Datasets (other operations)#
Please see Datasets for an introduction about interacting with datasets in Dataiku Python API
This page lists many usage examples for performing various operations (listed below) with datasets through Dataiku Python API. It is designed to give an overview of the main capabilities but is not an exhaustive documentation.
In all examples, project
is a dataikuapi.dss.project.DSSProject
handle, obtained using get_project()
or get_default_project()
Basic operations#
Listing datasets#
datasets = project.list_datasets()
# Returns a list of DSSDatasetListItem
for dataset in datasets:
# Quick access to main information in the dataset list item
print("Name: %s" % dataset.name)
print("Type: %s" % dataset.type)
print("Connection: %s" % dataset.connection)
print("Tags: %s" % dataset.tags) # Returns a list of strings
# You can also use the list item as a dict of all available dataset information
print("Raw: %s" % dataset)
outputs
Name: train_set
Type: Filesystem
Connection: filesystem_managed
Tags: ["creator_admin"]
Raw: { 'checklists': { 'checklists': []},
'customMeta': { 'kv': { }},
'flowOptions': { 'crossProjectBuildBehavior': 'DEFAULT',
'rebuildBehavior': 'NORMAL'},
'formatParams': { /* Parameters specific to each format type */ },
'formatType': 'csv',
'managed': False,
'name': 'train_set',
'tags' : ["mytag1"]
'params': { /* Parameters specific to each dataset type */ "connection" : "filesystem_managed" },
'partitioning': { 'dimensions': [], 'ignoreNonMatchingFile': False},
'projectKey': 'TEST_PROJECT',
'schema': { 'columns': [ { 'name': 'col0',
'type': 'string'},
{ 'name': 'col1',
'type': 'string'},
/* Other columns ... */
],
'userModified': False},
'tags': ['creator_admin'],
'type': 'Filesystem'},
...
]
Deleting a dataset#
dataset = project.get_dataset('TEST_DATASET')

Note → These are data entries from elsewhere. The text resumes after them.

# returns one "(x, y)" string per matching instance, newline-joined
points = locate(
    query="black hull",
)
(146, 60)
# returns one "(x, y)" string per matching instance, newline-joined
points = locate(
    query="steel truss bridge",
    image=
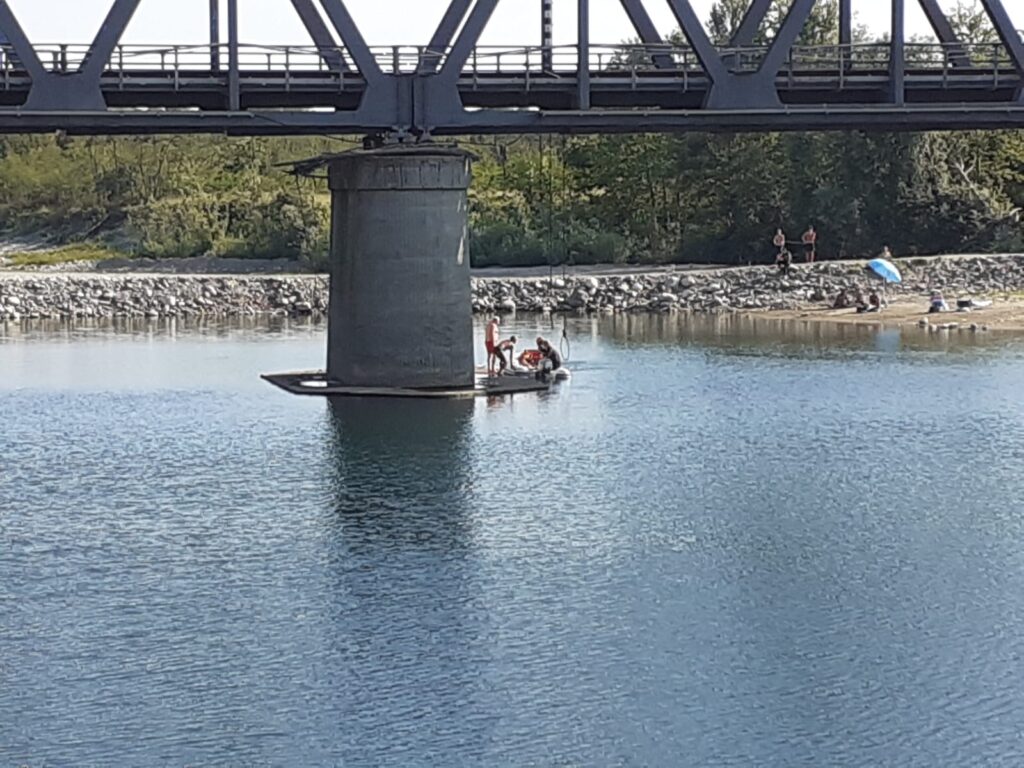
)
(453, 85)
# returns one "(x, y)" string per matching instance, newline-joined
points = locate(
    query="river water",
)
(732, 543)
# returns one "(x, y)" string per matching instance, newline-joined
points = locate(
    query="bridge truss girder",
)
(429, 98)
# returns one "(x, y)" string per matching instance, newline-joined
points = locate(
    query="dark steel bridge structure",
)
(453, 85)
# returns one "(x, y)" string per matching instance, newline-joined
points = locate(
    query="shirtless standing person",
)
(810, 240)
(779, 240)
(491, 342)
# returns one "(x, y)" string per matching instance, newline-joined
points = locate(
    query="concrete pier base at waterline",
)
(400, 313)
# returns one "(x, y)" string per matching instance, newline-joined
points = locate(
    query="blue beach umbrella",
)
(885, 269)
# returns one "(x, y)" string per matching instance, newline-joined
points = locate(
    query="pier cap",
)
(413, 167)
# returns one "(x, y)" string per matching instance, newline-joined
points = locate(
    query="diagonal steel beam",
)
(19, 42)
(467, 39)
(697, 37)
(352, 39)
(648, 33)
(321, 35)
(944, 32)
(795, 22)
(1007, 32)
(443, 36)
(110, 34)
(749, 27)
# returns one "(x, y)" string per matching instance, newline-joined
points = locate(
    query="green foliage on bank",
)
(539, 201)
(166, 197)
(64, 255)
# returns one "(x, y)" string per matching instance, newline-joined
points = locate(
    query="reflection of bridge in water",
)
(453, 85)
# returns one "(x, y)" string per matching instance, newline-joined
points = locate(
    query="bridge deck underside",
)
(267, 90)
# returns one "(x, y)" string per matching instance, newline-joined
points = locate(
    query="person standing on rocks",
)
(491, 342)
(779, 240)
(783, 261)
(810, 241)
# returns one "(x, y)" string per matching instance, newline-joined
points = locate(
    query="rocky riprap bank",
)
(42, 295)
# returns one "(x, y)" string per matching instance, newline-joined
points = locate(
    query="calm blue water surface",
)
(720, 544)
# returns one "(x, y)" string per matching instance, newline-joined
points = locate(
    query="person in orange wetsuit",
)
(810, 241)
(491, 342)
(779, 240)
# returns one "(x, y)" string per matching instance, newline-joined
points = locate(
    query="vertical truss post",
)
(321, 35)
(547, 36)
(443, 36)
(642, 23)
(897, 59)
(944, 32)
(215, 35)
(583, 54)
(845, 22)
(751, 23)
(233, 90)
(1009, 36)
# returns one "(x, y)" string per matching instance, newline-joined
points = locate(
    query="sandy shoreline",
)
(1007, 313)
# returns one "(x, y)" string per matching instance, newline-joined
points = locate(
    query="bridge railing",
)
(635, 59)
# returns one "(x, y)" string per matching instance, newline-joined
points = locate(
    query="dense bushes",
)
(171, 197)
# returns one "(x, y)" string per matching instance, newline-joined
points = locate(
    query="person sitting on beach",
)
(503, 347)
(938, 303)
(783, 261)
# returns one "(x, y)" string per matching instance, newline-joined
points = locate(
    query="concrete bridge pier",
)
(400, 304)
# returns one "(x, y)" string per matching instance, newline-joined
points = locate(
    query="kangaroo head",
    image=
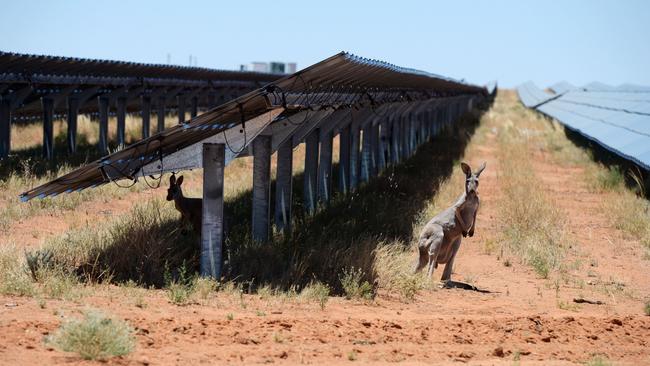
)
(174, 191)
(471, 179)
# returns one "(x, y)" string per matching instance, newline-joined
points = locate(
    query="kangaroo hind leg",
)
(446, 274)
(437, 238)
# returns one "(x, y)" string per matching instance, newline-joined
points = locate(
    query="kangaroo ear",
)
(466, 169)
(480, 170)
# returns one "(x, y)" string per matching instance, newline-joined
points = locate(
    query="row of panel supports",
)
(74, 102)
(364, 151)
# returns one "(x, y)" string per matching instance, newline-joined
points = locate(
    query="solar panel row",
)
(617, 118)
(343, 90)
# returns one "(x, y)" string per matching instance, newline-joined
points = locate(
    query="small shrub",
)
(609, 179)
(57, 284)
(599, 361)
(354, 286)
(278, 337)
(14, 279)
(95, 337)
(39, 260)
(179, 289)
(317, 291)
(352, 355)
(178, 293)
(204, 287)
(394, 268)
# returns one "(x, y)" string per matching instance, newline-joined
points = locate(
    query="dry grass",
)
(95, 337)
(532, 227)
(25, 136)
(136, 247)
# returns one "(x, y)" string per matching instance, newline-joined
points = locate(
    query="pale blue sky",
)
(508, 41)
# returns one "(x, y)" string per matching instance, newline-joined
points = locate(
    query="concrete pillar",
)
(194, 108)
(344, 159)
(181, 108)
(146, 115)
(283, 187)
(374, 150)
(384, 138)
(366, 153)
(103, 124)
(161, 114)
(121, 121)
(395, 139)
(325, 167)
(48, 127)
(212, 225)
(261, 188)
(5, 127)
(311, 172)
(404, 137)
(355, 161)
(212, 100)
(73, 111)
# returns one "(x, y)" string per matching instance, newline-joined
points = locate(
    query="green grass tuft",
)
(354, 286)
(95, 337)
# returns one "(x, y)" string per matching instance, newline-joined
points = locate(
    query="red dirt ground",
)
(518, 319)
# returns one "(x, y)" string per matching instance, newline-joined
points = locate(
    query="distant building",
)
(259, 67)
(274, 67)
(277, 68)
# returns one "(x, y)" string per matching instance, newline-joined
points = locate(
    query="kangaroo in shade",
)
(441, 236)
(191, 209)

dataset.delete(drop_data=True)
Modifying the description for a dataset#
Warning
Modifying the description of a dataset should be done using Dataset
, NOT dataikuapi.dss.dataset.DSSDataset
.
dataset = project.get_dataset("mydataset")
settings = dataset.get_settings()
# To change the short description
settings.short_description = "Small description"

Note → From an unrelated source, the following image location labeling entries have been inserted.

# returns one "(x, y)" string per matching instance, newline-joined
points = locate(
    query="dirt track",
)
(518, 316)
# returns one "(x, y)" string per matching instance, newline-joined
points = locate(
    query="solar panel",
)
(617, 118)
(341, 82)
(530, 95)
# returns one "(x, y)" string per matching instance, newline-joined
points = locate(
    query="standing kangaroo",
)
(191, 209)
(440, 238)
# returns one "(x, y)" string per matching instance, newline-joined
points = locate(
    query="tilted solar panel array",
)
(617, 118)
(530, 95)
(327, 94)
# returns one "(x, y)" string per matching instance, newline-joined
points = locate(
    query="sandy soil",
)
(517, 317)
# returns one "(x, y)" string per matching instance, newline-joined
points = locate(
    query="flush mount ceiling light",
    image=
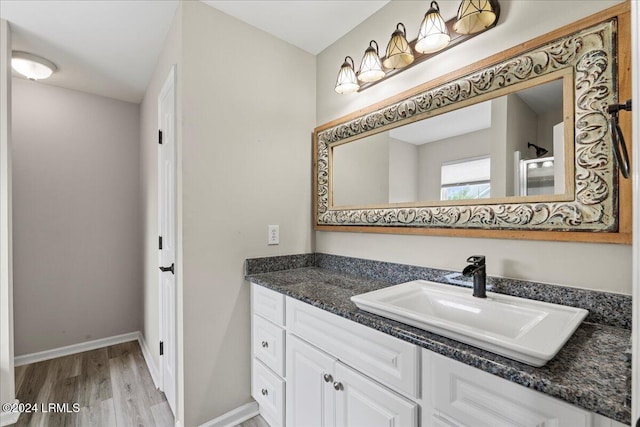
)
(475, 16)
(434, 34)
(399, 53)
(371, 67)
(32, 66)
(347, 81)
(434, 37)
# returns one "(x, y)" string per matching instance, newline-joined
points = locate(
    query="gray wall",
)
(403, 171)
(361, 172)
(553, 262)
(77, 274)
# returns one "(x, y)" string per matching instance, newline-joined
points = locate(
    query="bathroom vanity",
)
(319, 360)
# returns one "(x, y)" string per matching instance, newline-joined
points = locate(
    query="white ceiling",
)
(110, 47)
(312, 25)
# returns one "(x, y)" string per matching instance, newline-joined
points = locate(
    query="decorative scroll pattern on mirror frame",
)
(592, 55)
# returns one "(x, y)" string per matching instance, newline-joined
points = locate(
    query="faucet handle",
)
(476, 260)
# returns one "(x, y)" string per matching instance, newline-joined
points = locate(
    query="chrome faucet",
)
(478, 270)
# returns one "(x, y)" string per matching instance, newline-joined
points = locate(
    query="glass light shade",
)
(371, 67)
(347, 81)
(433, 35)
(474, 16)
(31, 66)
(399, 52)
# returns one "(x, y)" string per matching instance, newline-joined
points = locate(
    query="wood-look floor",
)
(112, 387)
(257, 421)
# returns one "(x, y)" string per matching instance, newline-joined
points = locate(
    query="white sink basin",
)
(525, 330)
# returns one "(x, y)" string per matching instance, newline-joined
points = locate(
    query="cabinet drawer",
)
(268, 344)
(475, 398)
(268, 390)
(393, 362)
(268, 304)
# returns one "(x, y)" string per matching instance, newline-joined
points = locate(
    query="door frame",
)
(635, 152)
(170, 83)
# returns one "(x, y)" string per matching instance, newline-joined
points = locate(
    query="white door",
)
(309, 395)
(360, 402)
(167, 235)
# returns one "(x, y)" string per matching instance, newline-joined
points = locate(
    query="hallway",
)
(110, 386)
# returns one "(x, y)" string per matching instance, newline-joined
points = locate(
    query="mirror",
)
(432, 157)
(509, 146)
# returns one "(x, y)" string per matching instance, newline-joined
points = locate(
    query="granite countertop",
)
(591, 371)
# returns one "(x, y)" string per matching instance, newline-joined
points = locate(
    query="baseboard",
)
(9, 418)
(153, 369)
(75, 348)
(234, 417)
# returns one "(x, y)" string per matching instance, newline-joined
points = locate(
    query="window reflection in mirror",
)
(479, 151)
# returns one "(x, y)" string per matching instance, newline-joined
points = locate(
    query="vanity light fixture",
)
(539, 150)
(399, 53)
(434, 34)
(475, 16)
(347, 81)
(32, 66)
(371, 67)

# To change the long description
settings.description = """Very long description
with multiline"""
settings.save()
Reading and modifying the schema of a dataset#
Warning
Modifying schema or settings of a dataset should be done using Dataset
, NOT dataikuapi.dss.dataset.DSSDataset
.
Using DSSDataset
to modify the schema from within a DSS job would not be taken into account for subsequent
activities in the job.
dataset = project.get_dataset("mydataset")

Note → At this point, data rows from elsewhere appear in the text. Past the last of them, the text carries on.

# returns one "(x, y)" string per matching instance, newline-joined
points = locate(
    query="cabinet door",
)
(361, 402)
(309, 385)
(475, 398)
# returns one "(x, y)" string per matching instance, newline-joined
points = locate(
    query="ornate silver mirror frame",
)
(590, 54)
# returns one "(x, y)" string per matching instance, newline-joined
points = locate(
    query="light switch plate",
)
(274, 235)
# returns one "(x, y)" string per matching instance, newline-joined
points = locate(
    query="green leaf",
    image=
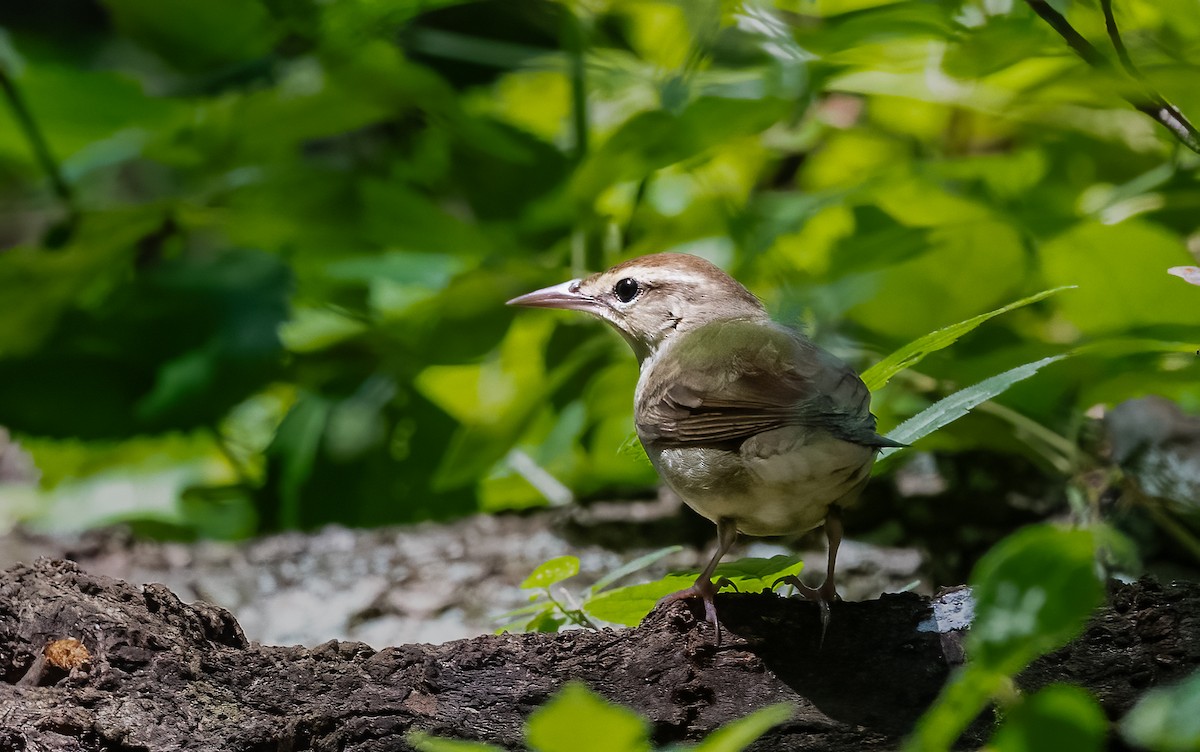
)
(1165, 719)
(958, 404)
(425, 743)
(1056, 717)
(629, 606)
(916, 350)
(1116, 295)
(579, 720)
(756, 575)
(1033, 591)
(553, 571)
(196, 34)
(742, 733)
(629, 567)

settings = dataset.get_settings()
for column in settings.get_raw().get('schema').get('columns'):
print("Have column name=%s type=%s" % (column["name"], column["type"]))
# Now, let's add a new column in the schema
settings.add_raw_schema_column({"name" : "test", "type": "string"})
# If we changed the settings, we must save
settings.save()
Modifying the meaning or comment of a column in a dataset#
name_of_the_column = "example"
meaning_of_the_column = "Existing meaning"
comment_if_the_column = "My comment"
dataset = project.get_dataset("mydataset")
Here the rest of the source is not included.